Initially I had trouble pegging Ronnie's role in Little Children, and I am still not sure that I fully understand it. Sure he plays a role in Brad's rebellion against his domineering wife, and certainly he represents jeopardy to the children that can only help being Sarah and Brad closer together in a protective circle.
But what stuck with me as I pondered the film last night and this morning was Ronnie's mother, who accepts that her son is guilty of the crime of exposing himself to young children, but still stands by him in the stolid belief that his crime was the past:"but we can always choose the future." I am paraphrasing, to be sure, but this is the essence of her eternal optimism for her son's potential to get a girlfriend, build a relationship, and "be good."
We Can Always Choose the Future
And that is a key reason for Ronnie's role in the film, it seems to me. He shows us that we truly can't always choose the future. He is a pedophile, pure and simple, and his only escape is horrifying and entirely lacks satisfaction for the audience despite its poetic appropriateness. We feel sorry for him, for god's sake....
And this perhaps is also the essence of the situation Sarah and Brad find themselves in. Dissatisfied with wholly-enviable lives of comfort and limitless potential, they feel trapped in roles they are not sure that they want to play, and, like many adulterers before them, find escape and new hope in each others' arms literally - and in the dream of running away and starting over figuratively. Bat can Sarah and Brad choose their futures?
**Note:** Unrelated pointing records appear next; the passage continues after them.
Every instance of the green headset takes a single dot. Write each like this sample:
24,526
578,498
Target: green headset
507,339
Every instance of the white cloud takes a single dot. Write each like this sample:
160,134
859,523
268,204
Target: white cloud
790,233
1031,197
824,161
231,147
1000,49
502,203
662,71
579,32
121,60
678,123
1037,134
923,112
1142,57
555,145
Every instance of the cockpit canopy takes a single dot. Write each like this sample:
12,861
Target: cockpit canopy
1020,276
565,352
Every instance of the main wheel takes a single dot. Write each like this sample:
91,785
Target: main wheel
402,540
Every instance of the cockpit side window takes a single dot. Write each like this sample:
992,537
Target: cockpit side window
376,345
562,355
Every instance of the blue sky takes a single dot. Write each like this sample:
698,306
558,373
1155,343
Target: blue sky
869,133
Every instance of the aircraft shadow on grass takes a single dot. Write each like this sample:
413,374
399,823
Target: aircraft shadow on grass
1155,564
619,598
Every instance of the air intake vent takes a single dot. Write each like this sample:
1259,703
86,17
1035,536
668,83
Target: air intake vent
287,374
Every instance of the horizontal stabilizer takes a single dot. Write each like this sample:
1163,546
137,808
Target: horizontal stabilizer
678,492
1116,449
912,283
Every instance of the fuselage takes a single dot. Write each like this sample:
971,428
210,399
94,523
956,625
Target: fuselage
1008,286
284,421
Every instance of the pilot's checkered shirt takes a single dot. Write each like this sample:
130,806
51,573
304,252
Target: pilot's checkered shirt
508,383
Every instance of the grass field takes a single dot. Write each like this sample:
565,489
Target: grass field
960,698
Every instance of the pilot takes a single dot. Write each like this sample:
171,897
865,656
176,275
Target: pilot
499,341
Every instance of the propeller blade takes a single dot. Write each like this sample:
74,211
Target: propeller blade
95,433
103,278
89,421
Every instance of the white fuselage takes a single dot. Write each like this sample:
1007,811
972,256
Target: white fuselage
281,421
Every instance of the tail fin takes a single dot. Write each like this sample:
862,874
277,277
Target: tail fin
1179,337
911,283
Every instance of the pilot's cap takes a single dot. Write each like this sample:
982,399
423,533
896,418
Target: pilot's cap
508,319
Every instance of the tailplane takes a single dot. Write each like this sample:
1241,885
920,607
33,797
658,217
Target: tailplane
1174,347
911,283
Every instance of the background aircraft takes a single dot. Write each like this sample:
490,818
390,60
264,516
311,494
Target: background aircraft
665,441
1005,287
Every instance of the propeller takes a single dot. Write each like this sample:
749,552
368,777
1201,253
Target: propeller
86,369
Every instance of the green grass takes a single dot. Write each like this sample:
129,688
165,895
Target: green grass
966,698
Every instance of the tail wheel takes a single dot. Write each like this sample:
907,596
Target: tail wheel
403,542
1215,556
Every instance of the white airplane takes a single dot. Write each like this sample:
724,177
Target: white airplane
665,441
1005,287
Little Children left me in awe, pure and simple. WATCH THIS FILM.
Revolutionary Road (2008, Sam Mendes) (Home) The other film that I encountered on my journey through Kate Winslet's career was Revolutionary Road, which reunites her with Leo DiCaprio in a role that is surprisingly similar to that she plays in Little Children.
April (Winslet) and Frank (DiCaprio) met and fell in love with each other and with the idea they are dramatic outliers in the cookie-cutter landscape of 1950s, suburban America. They fell in love with the idea they were somehow better than the average Joes living in little pink houses all over post-war USA, commuting to drab jobs in corporate America, and raising the next generation to play the same role ad infinitum.
Except that they live in a large, sprawling, white picket-fenced "little pink house" in the suburbs, Frank commutes every day to a drab job that he hates, and April stays home to raise the next generation of kids that we can only assume are destined to the same fate. And it makes them feel like failures who have compromised their dreams in trade for a wooden nickel. And this makes them bitter, which makes them lash out at each other, and makes them miserable.
Until they remember the dream that glowed around them when they first met: Frank had been to Paris, and in Paris, he believes, people are really alive. And this dream grows in April, who believes that moving to Paris is their ticket out of mediocrity, out of compromise, and out of misery - she believes that she and Frank can choose their future.
Which would be all well and good if the viewer really cared. If we looked at them and empathized with their "untenable" situation, wished that they could escape the confines of their "smothering" lives.
But we don't. Instead we feel that they are spoiled and selfish, like they feel that the world owes them something that it clearly doesn't. After all, like Sarah and Brad in Little Children, April and Frank made all of the decisions that led them to the comfortable if glamourless lives they now live.
Perhaps if we saw April and Frank being loving parents to the children that occupy the edges of Revolutionary Road like wooden props of convenience we could care. Perhaps if Frank were less flippantly cool and assuredly better than everyone around him. Perhaps if April ever said or did something realistic to try and improve their lives.
But no. Perhaps the one great scene in RR comes when the mentally ill son of a neighbour throws a tantrum and tells them in no uncertain terms how selfish and self-deluded they are. How they have sold out anything real they could have been in support of the illusion that they are somehow princes and princesses merely passing for paupers.
Game, Set, MATCH.
I hadn't realized until I sat down at the keyboard how similar these films are in the scenario that they present. Hell, even Titanic is about two young people feeling trapped in lives they weren't meant for and are struggling to rise above.
In Little Children this milieu plays out as a complex, compelling, physically and emotionally engaging drama. But in Revolutionary Road it ends up under the tires, making Titanic look like an insightful and intelligent accomplishment. Little Children accomplishes a modern work of art, Revolutionary Road wastes good talent.